D'ailleurs les intellectuels chretiens et les hommes de l'eglise reconnaissent les contradictions de la bible .
Comme disait Christian BONNET (Société Biblique Française ; pasteur, bibliste) qui reconnait que la bible contient des contradictions :
" Pour ce qui me concerne, la lecture de la Bible, malgré les difficultés ou contradictions qu'elle contient, a toujours été un élément important pour nourrir ma foi ."
http://www.la-bible.net/article.php?refart=20050110
Les contradictions des évangiles par Christian Bonnet ?
Question :
La lecture des évangiles conduit bien souvent à des apories (= contradictions).
Si nous rapprochons les deux passages suivants de l'évangile selon St Mathieu (chapitre 10 et 23) nous avons d'un côté un Jésus qui se présente comme la source de la discorde entre les membres d'une même famille et d'un autre côté un Jésus qui incite les gens à se réconcilier avant de présenter une offrande au temple.
Que penser d'un Jésus vecteur de discorde ou de haine ? En quoi la discorde est-elle productive ? Comment Dieu peut-il condamner des êtres qui n'aiment pas leur prochain (c'est le cas dans le cadre de la famille brisée par Jésus) alors même qu'il est la cause de cette haine ?

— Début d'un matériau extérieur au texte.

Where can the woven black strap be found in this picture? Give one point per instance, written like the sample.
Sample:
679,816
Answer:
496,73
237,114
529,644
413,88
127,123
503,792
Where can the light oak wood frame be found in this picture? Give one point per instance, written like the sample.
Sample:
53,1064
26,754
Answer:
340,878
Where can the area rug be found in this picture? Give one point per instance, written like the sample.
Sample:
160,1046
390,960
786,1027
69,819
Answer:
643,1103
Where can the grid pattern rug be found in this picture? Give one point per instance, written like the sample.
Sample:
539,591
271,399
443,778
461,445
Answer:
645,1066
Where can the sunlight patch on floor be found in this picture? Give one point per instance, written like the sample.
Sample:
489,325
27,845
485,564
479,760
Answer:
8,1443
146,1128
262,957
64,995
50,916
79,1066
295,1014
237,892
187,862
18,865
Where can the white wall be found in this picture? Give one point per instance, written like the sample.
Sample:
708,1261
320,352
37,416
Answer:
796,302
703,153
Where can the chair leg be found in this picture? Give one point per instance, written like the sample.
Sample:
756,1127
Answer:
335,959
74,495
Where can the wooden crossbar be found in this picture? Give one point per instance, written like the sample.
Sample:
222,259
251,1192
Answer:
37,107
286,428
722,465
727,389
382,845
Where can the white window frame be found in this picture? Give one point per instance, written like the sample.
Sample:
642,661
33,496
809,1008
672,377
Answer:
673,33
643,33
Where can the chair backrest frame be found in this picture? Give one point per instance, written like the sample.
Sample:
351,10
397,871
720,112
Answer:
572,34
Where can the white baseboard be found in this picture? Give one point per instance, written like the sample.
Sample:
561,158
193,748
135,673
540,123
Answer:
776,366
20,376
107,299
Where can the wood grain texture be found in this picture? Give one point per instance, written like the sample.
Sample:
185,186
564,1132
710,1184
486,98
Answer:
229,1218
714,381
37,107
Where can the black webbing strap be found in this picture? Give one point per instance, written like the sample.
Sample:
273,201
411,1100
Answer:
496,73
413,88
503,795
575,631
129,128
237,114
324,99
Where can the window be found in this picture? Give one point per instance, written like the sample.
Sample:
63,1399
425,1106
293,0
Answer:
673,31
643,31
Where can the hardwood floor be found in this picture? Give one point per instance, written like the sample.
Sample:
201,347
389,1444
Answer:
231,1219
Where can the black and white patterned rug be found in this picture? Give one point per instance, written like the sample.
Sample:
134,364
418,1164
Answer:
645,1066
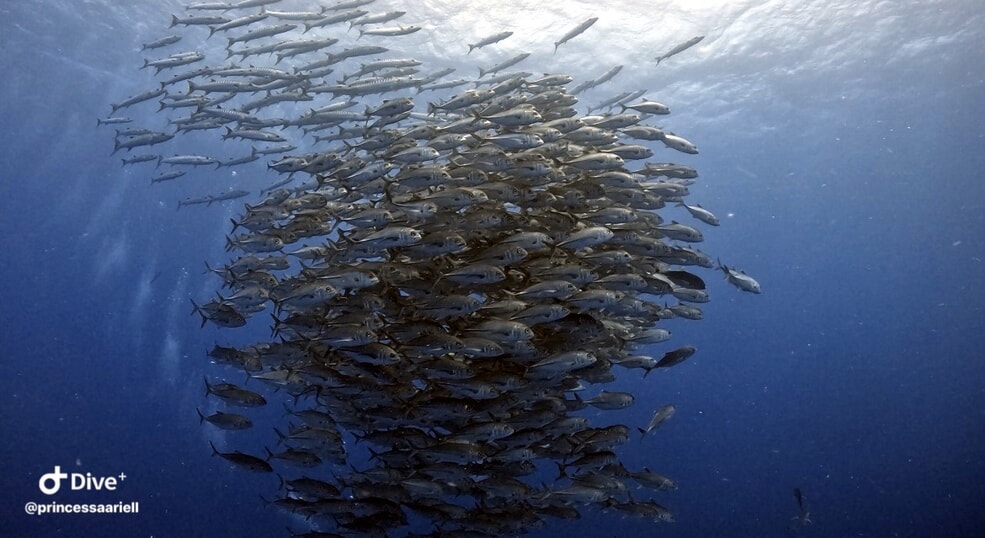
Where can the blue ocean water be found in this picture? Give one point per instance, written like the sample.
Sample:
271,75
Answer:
841,143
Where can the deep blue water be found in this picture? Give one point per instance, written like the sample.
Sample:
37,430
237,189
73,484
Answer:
842,144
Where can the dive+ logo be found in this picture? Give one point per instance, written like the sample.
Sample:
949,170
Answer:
50,483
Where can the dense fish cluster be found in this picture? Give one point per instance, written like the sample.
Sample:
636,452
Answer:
453,280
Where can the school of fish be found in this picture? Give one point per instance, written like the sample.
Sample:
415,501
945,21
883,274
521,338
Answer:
448,281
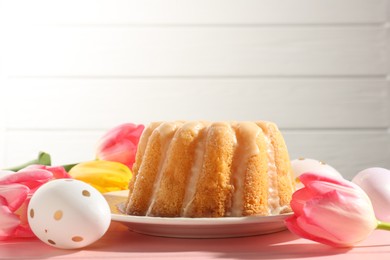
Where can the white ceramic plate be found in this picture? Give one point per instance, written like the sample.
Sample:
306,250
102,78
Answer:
194,227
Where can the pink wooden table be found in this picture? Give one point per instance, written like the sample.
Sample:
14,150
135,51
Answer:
119,243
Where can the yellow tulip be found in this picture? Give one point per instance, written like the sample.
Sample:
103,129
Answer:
105,176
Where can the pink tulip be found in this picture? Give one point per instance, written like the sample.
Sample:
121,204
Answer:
331,211
120,144
16,188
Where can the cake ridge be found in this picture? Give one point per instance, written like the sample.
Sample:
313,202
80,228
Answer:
211,169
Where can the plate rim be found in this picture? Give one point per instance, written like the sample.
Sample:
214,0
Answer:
120,217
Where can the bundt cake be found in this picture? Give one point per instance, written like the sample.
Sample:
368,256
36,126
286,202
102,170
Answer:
203,169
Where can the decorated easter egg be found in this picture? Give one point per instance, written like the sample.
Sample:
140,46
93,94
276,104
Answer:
304,165
376,183
68,213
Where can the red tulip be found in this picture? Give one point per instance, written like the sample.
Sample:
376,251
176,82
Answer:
331,211
120,144
16,188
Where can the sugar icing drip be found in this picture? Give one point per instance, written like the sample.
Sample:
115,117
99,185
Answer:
247,133
273,194
165,130
195,171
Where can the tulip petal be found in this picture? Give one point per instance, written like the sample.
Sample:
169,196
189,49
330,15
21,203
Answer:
9,222
338,219
14,195
308,178
299,199
120,144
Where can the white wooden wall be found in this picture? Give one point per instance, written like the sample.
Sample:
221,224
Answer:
70,70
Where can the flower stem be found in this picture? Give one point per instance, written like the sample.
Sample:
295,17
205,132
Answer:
43,159
383,225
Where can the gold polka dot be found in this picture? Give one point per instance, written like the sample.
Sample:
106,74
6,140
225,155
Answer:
86,193
58,215
77,239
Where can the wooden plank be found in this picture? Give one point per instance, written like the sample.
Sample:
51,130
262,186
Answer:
196,52
347,151
196,12
292,103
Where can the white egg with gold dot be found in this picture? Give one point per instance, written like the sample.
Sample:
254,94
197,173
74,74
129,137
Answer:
304,165
68,213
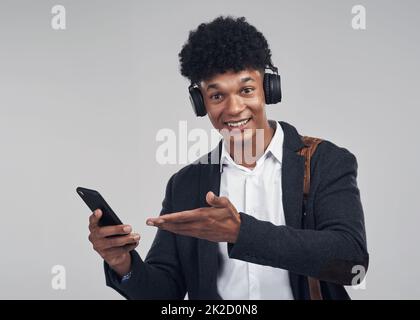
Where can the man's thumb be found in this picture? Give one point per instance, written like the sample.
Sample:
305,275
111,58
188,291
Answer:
214,200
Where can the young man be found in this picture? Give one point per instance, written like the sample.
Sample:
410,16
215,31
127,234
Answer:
233,229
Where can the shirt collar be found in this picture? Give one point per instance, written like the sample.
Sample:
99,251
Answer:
274,148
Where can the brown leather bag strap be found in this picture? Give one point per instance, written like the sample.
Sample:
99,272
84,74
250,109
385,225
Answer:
311,144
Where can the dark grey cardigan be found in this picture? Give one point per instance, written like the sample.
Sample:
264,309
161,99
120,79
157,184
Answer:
178,264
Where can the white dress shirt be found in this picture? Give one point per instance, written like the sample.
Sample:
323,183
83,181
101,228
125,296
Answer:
256,192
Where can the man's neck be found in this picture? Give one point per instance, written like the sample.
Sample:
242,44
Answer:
254,148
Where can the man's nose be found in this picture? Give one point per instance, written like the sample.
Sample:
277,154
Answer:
234,105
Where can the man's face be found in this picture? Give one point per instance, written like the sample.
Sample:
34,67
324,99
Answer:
235,102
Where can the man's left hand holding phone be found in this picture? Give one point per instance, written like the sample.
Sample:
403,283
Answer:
112,239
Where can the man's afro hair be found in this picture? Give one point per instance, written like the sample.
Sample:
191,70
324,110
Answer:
222,45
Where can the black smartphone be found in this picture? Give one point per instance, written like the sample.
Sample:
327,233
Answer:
94,201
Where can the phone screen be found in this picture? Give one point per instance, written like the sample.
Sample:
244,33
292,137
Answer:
94,200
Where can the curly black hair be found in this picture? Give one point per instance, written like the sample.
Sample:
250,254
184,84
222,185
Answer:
222,45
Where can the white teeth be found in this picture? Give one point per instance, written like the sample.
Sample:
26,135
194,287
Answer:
238,124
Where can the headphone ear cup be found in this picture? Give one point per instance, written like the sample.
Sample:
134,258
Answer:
267,90
272,88
197,101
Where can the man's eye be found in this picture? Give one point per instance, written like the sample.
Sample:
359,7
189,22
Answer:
215,96
248,90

Ces quelques questions me poussent de plus en plus à douter non de l'existence de Dieu mais de la représentation communément admise d'un Dieu bon et doux. Plus généralement, l'humanisme est-elle une doctrine qui va à l'encontre du message chrétien, message guerrier à bien des égards et qui est en conflit total avec l'hédonisme contemporain. Merci pour vos éclaircissements.
Pierre
Réponse :
Cher Pierre,
Il est vrai que le lecture de certains livres de la Bible peut faite apparaître des contradictions. Les auteurs de la Bible n’étaient pas moins observateurs que nous. Ils devaient être conscients de ces contradictions, alors pourquoi les ont-ils laisser subsister dans leur texte ?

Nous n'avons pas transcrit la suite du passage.